Antiviral capacity of sanitizers against infectious viruses in process water from the produce industry under batch and continuous conditions

The presence of human enteric viruses in produce has extensively been reported. However, the significance of the quality of process water (PW) used by the produce industry and the viral inactivation capacity of water disinfection agents used to maintain the microbiological quality of PW has received limited attention. This study evaluates the antiviral disinfection efficacy of chlorine, chlorine dioxide (ClO2) and peracetic acid (PAA) at recommended operational limits in PW using hepatitis A virus (HAV), the cultivable norovirus surrogate, murine norovirus (MNV-1), and MS2 coliphages. Defined commodity representative crops (baby leaves, bell peppers, and the vegetable mix of tomatoes, cucumbers, peppers, and onions) associated with specific water-based processes were studied.
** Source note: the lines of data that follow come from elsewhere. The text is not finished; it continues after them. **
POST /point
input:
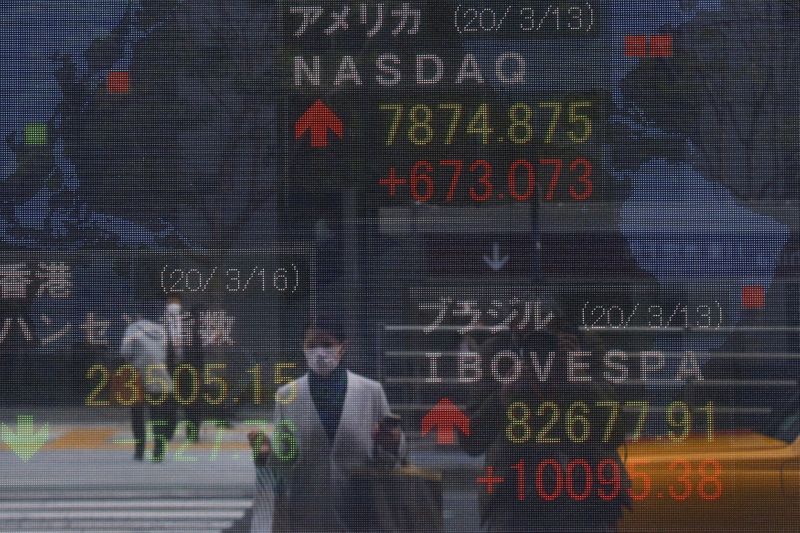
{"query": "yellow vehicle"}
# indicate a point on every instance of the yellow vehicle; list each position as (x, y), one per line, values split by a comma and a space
(739, 481)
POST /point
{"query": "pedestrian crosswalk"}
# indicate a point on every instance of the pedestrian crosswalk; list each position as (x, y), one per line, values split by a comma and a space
(123, 511)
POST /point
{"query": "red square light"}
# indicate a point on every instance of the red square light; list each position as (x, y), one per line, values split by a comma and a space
(753, 297)
(661, 45)
(635, 46)
(118, 83)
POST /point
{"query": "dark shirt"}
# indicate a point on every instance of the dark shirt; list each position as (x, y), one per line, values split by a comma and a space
(328, 394)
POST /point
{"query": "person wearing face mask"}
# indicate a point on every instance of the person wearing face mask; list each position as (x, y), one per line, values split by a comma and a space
(328, 424)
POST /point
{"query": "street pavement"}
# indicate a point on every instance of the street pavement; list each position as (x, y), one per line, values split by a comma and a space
(86, 479)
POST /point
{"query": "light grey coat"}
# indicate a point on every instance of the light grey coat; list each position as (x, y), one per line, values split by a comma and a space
(144, 345)
(315, 483)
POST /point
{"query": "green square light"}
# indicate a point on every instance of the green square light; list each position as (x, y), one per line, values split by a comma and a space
(36, 134)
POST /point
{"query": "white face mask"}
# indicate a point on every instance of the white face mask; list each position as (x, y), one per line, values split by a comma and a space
(321, 360)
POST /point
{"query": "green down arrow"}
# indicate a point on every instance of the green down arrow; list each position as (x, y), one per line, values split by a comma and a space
(25, 442)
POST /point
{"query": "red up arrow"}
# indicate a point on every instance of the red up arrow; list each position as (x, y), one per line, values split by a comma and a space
(319, 119)
(446, 417)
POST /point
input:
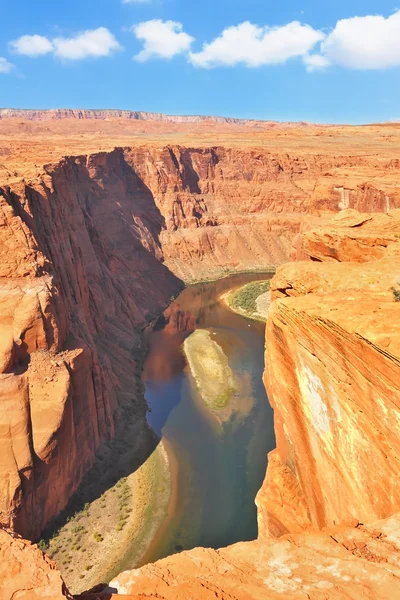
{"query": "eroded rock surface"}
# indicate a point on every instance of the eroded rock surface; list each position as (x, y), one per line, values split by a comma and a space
(339, 564)
(26, 573)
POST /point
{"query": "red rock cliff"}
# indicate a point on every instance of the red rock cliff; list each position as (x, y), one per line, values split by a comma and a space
(88, 246)
(80, 269)
(333, 359)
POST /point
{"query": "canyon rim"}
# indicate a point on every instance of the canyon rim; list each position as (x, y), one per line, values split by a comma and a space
(104, 217)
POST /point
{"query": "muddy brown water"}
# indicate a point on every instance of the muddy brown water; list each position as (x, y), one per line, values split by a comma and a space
(217, 468)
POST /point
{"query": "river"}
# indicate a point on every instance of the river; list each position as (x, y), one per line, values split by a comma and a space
(216, 469)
Two systems classified as either batch or continuous system were used. The continuous system allows the continuously entrance of sanitizer solution and organic matter added to the washing tank to simulate the conditions of an industry wash tank. Batch scale experiments showed that 20 mg/L chlorine and 3 mg/L chlorine dioxide completely inactivated MNV-1 and MS2 (mean of 5 log) after 1 min contact time regardless of the PW type. However, the infectivity of HAV was reduced only by less than 2 log after 1 min for chlorine and chlorine dioxide and the complete inactivation was not observed even after 10 min. On the contrary, residual viral infectivity/viability of HAV, MNV-1 and MS2 was observed for PAA in the three types of PW. The inactivation kinetic models for MS2 coliphages were developed based on the data obtained under the continuous system comparing the three types of PW. Chlorine (5 mg/L) and chlorine dioxide (2–3 mg/L) avoided the accumulation of MS2 below the detection limit while PAA (80 mg/L) was unable to prevent it independently of the type of PW. In summary, in the washing operation, it is a key objective to reach virus inactivation through the selection of the most effective sanitizer by guaranteeing that sufficient concentration and contact times prevent the risk of viral cross-contamination.